Monday, May 25, 2009

Ruts

I've been hammering out issues with the simple classification schemes the past couple weeks. A few logic errors and weird implementation methods here and there that had to be straightened out, but those are pretty simple to catch and fix. What's more tricky is parameter and information gauging. 

It's proven to be surprisingly easy for the current algorithm to get into 'ruts'. Basically, a few classes dominate the results of what it sorts things into. I've been playing with ways of reducing this impact, such as trying to set up scaling based on the total number of documents seen (to adjust the cutoffs for irrelevant terms), the number of documents that have been sorted into each class (if one class has 500 documents of that type, the term counts will be much higher than one with three, so that has to be accounted for), and so forth. 

It can be pretty hard to tell what is and isn't working, though, especially when dealing with a 'class' that's mostly continuous (date). Dates within a few years (or possibly decades) of each other should be similar and grouped together. So if it's picking, say, 1829 for almost everything from 1812 to 1880, that might actually be what we want, especially when it doesn't actually know about every individual date in that range as a separate potential class. Or maybe it's because there's a bug. Or a poor selection of the training set. Or the specific weights and global parameters are off. Or combinations of the above. 

So I'm left wondering if I should really be focusing on figuring these out, or if I should move on to something else. Fixing up the clustering so that the program can define it's own super-classes that group 'similar' classes together and make new ones for outliers could really help. But if there are other issues, adding more complexity might just make things worse down the road.

Speed

Originally, it was intended that comparisons between documents and other documents and/or classes would be a term-by-term thing. Go through all of them, do some comparisons and calculations on that term in other classes, and get a result. So it made sense to use something like a list to store the terms seen in a given document if it was just going to iterate through them anyway. In hindsight, that was a terrible idea.

A few weeks ago, while trying to get some improvements in the efficiency of the algorithm, we decided to try placing a hard cap on terms used in comparisons. While the algorithm may know a lot of terms, any given class only cares about a few terms "characteristic" of it. Keep a relatively small number of only the most discriminatory terms for each class, and only compare between those. This means that quick random access of the term list in each document was needed. So we switched over to a hash map. 

Of course, this sped up everything else, too. Essentially, whenever it read a term and wanted to update the count of it it had to find the term in the list first, an O(n) operation. Now that it could reach them much more efficiently, reading and parsing each document became extremely fast. Something like 95% of the running time is now spent in the actual classification instead of wasting a lot of it in parsing. 

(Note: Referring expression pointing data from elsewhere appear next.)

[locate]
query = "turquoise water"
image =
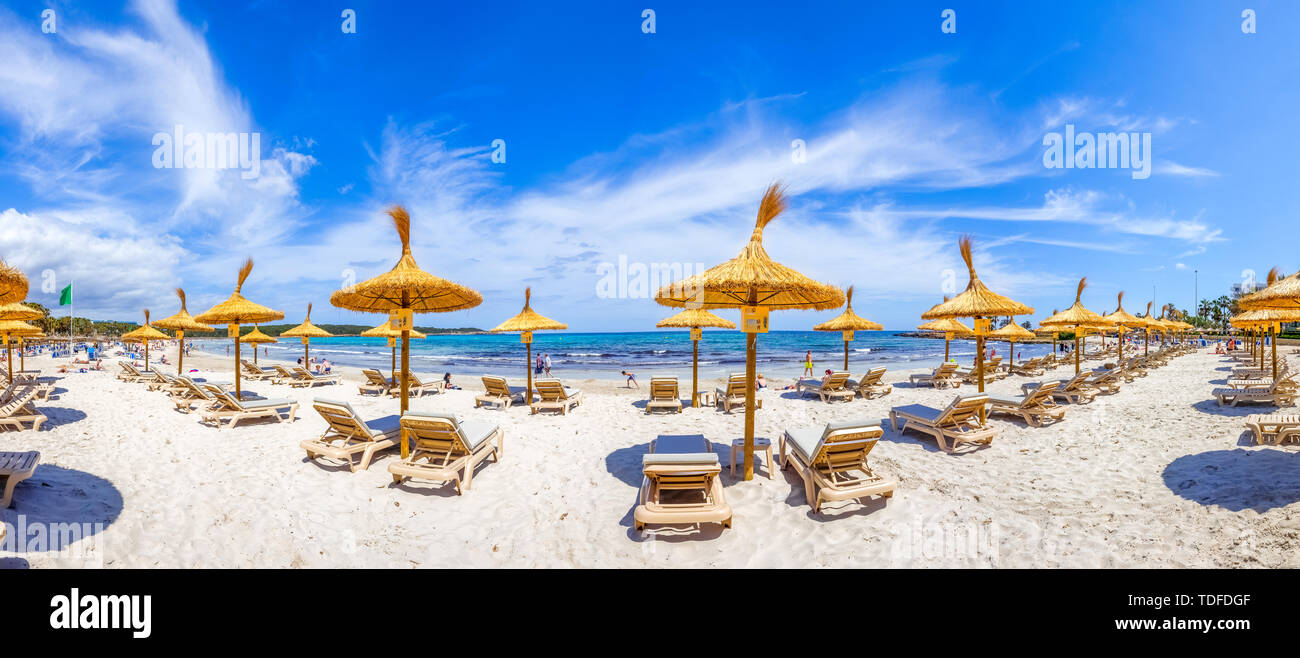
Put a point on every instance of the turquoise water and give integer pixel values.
(603, 355)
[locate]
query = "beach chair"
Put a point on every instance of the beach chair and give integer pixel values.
(306, 380)
(1030, 368)
(664, 394)
(940, 377)
(555, 397)
(832, 462)
(833, 388)
(254, 372)
(232, 410)
(957, 423)
(1273, 428)
(1281, 393)
(498, 393)
(680, 484)
(375, 382)
(733, 394)
(445, 449)
(415, 388)
(1075, 390)
(870, 385)
(346, 434)
(1034, 407)
(20, 408)
(14, 467)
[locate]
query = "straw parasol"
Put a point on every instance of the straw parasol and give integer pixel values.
(528, 321)
(402, 291)
(976, 302)
(1010, 333)
(181, 323)
(1077, 319)
(696, 320)
(13, 329)
(235, 311)
(848, 321)
(307, 330)
(13, 285)
(1122, 320)
(755, 284)
(385, 330)
(144, 334)
(255, 338)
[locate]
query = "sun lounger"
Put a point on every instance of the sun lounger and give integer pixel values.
(1273, 428)
(835, 386)
(870, 385)
(346, 434)
(1075, 390)
(832, 460)
(957, 423)
(1034, 407)
(498, 393)
(445, 449)
(681, 484)
(232, 410)
(375, 382)
(733, 394)
(306, 380)
(14, 467)
(20, 408)
(555, 397)
(664, 394)
(940, 377)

The bottom line is that this makes things much more practical, as well as easier to test and tweak the algorithms since it doesn't take hours to go through a few dozen documents anymore. So we've been able to focus on the methods now instead of spending a lot of time twiddling thumbs while waiting for the results to the latest tweaks. And, of course, it means the algorithms will be much more practical for large data sets now.

I'll see if I can write up a post on some of the results and issues in the tweaks in a little while.

Monday, April 6, 2009

There's been quite a bit of progress since the last post, though unfortunately I haven't kept up with the updates here.

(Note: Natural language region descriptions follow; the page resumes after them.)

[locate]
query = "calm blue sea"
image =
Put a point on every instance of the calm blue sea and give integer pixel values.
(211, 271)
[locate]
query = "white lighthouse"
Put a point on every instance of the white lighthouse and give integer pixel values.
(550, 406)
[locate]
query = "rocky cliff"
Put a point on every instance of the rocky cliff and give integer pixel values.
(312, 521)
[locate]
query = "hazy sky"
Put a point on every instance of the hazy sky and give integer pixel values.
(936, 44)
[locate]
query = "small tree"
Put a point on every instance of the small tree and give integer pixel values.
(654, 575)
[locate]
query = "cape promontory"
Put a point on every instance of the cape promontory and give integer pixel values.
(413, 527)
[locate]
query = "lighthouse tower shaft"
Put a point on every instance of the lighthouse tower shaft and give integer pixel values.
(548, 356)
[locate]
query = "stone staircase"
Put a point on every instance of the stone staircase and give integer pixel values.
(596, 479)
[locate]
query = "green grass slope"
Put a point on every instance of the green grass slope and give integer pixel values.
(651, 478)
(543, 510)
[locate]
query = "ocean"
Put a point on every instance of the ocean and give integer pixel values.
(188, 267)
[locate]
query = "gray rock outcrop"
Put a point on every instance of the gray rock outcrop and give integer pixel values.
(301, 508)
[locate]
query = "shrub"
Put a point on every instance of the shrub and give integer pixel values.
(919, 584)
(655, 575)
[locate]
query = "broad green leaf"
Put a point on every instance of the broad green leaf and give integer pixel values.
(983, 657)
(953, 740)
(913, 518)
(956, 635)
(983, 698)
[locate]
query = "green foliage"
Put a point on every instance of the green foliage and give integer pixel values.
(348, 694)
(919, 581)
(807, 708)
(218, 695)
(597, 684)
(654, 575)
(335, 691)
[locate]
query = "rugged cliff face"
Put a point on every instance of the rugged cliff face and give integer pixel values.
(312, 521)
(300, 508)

I guess a quick recap is in order, then. For the most part, the program is functional and can do basic classification. It makes use of a two step process. Well, three, I guess. It first parses through a document and keeps counts of all the terms that appear in it, but that's not as interesting as the other parts. After it has the document information, it calculates weights for the terms to generate scores for the document (the second part). It can then use these to classify it (the last part). 

At the moment, though, the classification is very basic; just a simple max check over a weighted sum of scores. Ideally, this needs to do something more useful, but the program will need a few changes to the weighting section first.

Most notably, it currently generates a weight for each class per term. That is, each term has a weight for every class. This makes intuitive sense (classes described as relations between the terms they contain), but I think it needs to be the inverse of that -- each class has a weight for every term. Same information, but storing it that way will essentially make each class an N-dimensional object (N being the number of relevant terms), which will let the program do some clustering on the classes. That should make it far more powerful (it would be able to find classes that relate to each other, or create its own classes from scratch, for example), and allow more useful classification methods. 

Once that's taken care of, the bulk of the work will just be testing. The clustering and classification parts could use many different algorithms, as well as having adjustable parameters. Indeed, the program itself has a few that dictate what constitutes a 'relevant' term (currently has to do with global frequency over all documents and IDF) which will need to be adjusted. Fortunately, Google Books has kindly provided a large database of books (with OCR data), so we have a good foundation for training and testing the various methods. Our thanks to them for such a great resource. 

Let's hope I can provide updates with more frequency in the future.